Following a good general election campaign, led by a resurgent Micheál Martin, the Fianna Fáil party will be facing a conundrum that could make or break it as the distinct entity it wishes to remain relative to Fine Gael. Government stability is needed and serious moral pressure is being put on Fianna Fáil to either go into coalition with the old enemy or to back a minority Fine Gael-led government.
Both parties promised that they would not coalesce with one another, but the national interest demands that they come to some sort of arrangement. Apart from the parties’ most diehard supporters, who want to maintain their now outmoded distinct tribal identity, members of the public would have no problem with the two breaking these promises as their policies are almost identical and the era of Civil War politics is well and truly over.
It is easy to understand why Fianna Fáil would still have difficulty forming an association with Fine Gael if they are entering it as the junior partner. They would risk losing their distinct identity – one that has been rehabilitated somewhat, and with considerable difficulty, under the stewardship of Micheál Martin during the 2016 general election campaign and is still a work in progress to bring the party back to the levels of influence it enjoyed for so long until the Celtic Tiger era went from boom to bust.

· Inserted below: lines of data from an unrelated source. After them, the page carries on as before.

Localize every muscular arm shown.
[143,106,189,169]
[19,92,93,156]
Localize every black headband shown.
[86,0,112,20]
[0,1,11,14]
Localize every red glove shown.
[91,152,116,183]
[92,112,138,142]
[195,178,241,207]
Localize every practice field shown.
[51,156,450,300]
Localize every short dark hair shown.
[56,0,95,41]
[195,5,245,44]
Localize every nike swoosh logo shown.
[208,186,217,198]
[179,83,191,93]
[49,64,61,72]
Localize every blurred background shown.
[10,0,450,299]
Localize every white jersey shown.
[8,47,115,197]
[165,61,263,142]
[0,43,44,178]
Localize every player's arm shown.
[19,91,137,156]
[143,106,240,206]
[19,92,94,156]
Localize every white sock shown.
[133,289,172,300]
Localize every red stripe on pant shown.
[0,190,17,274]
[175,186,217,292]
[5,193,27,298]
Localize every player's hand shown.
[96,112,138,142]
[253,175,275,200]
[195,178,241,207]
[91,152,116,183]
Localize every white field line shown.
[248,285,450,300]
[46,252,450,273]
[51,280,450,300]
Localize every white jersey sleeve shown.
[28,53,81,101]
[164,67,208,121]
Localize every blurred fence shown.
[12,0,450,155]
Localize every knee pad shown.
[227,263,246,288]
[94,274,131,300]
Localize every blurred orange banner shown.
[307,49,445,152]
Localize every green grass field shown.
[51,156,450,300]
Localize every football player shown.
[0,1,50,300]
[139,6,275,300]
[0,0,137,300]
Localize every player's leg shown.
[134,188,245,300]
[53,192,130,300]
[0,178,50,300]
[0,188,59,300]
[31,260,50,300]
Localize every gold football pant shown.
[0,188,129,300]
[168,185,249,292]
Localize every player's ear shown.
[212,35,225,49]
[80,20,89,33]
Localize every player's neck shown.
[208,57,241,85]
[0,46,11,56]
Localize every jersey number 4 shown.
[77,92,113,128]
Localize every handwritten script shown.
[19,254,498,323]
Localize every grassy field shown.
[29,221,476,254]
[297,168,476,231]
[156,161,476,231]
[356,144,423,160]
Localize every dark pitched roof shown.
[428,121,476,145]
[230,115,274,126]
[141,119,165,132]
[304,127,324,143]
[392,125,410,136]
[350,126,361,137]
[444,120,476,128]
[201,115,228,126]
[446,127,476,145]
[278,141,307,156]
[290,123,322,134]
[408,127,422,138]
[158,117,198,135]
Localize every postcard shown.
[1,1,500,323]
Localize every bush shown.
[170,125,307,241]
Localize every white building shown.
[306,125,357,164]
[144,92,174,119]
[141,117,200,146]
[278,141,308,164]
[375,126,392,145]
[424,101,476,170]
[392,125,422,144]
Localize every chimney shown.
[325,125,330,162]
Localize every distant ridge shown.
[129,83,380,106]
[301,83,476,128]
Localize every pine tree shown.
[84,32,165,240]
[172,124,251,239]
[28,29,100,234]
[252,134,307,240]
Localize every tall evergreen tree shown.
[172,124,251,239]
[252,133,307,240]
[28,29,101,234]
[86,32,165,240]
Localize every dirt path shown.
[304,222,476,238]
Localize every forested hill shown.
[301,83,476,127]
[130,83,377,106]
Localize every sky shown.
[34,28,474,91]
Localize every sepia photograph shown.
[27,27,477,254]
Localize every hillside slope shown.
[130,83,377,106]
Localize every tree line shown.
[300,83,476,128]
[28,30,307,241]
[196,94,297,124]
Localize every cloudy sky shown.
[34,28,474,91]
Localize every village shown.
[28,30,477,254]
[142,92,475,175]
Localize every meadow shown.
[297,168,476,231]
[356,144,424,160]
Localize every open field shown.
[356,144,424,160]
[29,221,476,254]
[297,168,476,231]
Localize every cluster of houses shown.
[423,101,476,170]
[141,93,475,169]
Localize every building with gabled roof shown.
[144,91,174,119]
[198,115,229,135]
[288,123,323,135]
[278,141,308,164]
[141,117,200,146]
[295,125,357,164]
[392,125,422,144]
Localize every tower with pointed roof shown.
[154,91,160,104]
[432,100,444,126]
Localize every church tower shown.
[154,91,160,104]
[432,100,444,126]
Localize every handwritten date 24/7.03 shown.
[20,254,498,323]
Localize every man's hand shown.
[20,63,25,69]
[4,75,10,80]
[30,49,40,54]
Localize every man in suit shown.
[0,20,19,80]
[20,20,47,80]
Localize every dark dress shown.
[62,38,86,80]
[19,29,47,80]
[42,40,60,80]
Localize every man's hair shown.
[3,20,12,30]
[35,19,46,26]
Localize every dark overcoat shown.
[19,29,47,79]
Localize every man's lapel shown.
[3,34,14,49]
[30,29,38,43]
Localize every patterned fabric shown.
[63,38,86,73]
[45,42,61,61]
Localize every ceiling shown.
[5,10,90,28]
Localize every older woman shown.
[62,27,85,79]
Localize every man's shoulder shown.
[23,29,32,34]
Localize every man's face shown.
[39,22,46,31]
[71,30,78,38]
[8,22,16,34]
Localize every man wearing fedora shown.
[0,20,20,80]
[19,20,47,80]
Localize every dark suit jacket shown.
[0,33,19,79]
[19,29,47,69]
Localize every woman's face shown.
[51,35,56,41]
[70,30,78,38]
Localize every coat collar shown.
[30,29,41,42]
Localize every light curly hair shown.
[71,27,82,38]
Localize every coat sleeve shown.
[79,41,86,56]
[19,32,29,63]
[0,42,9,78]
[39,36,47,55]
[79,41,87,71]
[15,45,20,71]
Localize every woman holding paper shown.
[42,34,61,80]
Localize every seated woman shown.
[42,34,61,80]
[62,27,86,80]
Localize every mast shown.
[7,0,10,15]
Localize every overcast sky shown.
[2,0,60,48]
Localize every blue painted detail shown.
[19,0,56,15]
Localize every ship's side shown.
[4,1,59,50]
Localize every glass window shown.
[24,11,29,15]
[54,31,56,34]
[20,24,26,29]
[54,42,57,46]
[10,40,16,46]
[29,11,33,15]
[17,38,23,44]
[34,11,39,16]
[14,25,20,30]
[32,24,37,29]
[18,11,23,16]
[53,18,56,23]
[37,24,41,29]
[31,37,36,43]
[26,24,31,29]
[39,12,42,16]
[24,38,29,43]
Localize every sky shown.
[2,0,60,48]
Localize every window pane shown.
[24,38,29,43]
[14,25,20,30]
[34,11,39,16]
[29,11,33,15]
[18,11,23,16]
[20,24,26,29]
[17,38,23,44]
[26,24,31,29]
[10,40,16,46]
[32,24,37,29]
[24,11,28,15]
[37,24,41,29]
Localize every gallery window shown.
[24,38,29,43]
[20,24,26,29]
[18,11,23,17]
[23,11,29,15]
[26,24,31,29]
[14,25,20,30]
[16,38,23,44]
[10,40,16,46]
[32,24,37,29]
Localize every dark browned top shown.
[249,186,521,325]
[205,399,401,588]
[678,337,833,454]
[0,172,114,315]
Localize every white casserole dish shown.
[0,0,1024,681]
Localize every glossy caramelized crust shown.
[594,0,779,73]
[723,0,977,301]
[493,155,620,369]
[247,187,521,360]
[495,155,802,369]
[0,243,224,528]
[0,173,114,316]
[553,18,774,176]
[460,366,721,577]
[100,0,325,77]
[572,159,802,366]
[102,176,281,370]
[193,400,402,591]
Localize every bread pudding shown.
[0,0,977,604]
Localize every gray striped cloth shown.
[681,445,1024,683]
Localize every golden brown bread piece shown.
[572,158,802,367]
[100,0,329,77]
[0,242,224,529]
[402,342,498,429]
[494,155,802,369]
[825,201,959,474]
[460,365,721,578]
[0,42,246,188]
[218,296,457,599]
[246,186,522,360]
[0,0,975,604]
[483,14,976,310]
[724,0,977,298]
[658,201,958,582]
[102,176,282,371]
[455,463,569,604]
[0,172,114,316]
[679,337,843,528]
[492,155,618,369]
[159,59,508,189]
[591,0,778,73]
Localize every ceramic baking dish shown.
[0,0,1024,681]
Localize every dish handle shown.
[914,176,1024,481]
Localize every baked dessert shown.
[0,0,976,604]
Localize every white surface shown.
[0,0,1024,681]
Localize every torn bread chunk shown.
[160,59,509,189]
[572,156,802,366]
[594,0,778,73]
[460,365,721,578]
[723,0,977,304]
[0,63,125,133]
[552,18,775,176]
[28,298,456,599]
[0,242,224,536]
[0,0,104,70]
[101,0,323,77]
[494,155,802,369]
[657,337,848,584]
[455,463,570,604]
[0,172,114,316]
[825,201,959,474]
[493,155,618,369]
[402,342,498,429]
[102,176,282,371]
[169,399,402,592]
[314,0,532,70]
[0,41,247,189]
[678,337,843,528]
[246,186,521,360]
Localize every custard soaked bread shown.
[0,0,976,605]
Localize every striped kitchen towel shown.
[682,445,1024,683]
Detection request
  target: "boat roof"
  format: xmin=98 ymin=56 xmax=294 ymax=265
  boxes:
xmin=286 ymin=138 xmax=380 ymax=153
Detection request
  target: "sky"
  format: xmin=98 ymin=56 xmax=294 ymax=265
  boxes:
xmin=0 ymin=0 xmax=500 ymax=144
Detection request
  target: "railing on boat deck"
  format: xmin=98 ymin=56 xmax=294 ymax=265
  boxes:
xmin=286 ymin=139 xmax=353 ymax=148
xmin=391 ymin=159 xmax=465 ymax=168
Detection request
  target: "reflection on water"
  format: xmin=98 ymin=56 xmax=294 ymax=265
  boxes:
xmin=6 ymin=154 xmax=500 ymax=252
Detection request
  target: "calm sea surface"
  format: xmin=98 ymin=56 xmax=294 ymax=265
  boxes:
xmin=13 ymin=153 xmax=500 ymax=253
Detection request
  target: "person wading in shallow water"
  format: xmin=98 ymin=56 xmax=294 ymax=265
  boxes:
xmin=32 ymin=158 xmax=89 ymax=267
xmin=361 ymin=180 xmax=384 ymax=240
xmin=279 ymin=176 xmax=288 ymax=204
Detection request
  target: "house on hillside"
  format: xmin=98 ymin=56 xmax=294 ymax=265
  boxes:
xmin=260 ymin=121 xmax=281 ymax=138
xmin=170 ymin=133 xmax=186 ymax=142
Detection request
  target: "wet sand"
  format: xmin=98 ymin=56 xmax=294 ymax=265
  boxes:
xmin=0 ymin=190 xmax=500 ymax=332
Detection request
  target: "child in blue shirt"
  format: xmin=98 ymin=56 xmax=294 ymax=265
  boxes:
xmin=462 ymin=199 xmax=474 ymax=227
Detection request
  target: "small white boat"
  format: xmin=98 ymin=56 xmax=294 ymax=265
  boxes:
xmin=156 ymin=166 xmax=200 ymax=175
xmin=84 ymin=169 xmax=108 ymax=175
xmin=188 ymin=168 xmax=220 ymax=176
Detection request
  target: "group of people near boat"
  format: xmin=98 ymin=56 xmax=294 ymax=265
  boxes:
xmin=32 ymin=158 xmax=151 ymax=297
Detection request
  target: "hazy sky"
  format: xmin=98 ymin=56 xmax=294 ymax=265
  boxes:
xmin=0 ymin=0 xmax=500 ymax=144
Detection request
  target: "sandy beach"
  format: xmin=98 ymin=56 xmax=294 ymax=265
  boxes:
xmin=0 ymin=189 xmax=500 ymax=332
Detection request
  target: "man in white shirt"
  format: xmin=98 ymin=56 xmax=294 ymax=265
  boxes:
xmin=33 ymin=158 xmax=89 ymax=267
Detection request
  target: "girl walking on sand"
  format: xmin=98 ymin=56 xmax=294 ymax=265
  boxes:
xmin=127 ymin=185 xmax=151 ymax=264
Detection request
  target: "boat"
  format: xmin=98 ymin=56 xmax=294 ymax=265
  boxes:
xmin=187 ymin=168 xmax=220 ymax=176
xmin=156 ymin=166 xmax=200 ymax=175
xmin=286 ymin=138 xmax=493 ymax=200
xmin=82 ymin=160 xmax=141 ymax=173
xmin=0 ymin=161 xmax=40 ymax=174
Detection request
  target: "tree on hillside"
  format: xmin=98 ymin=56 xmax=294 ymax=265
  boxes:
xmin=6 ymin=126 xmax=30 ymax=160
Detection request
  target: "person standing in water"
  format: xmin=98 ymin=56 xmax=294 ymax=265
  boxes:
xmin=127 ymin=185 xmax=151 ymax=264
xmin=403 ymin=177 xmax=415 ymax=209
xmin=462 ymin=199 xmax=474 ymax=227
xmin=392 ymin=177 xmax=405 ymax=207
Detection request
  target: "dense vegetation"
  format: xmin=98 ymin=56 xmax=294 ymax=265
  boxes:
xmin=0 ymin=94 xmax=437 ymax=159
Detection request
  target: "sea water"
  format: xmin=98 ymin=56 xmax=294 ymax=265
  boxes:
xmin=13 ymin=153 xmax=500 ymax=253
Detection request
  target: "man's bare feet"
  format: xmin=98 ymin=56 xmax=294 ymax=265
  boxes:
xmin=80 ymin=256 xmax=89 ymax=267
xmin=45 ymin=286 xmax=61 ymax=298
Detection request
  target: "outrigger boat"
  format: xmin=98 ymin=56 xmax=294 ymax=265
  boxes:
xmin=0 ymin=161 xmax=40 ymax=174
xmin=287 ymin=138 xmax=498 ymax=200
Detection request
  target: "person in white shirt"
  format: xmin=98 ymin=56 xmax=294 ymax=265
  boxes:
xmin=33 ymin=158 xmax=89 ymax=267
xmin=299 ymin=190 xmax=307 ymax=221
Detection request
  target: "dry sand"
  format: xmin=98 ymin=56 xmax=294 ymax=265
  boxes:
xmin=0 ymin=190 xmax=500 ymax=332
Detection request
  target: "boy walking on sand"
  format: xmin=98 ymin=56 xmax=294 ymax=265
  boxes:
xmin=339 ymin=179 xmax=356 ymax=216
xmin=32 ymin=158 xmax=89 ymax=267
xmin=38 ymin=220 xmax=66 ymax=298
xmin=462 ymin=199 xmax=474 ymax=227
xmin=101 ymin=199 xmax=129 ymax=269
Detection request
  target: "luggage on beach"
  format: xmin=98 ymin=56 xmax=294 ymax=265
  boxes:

The stint in opposition has helped and, if they are browbeaten into supporting a Fine Gael-led government, the prime opposition party platform will be taken over by Fianna Fáil’s nemesis, Sinn Féin. Micheál Martin is truly between a rock and a hard place as he wrestles with what to do about this.
In the past, Fianna Fáil often put the party before the country. In the current instance, the country needs to come first, as must be the case for Fine Gael also.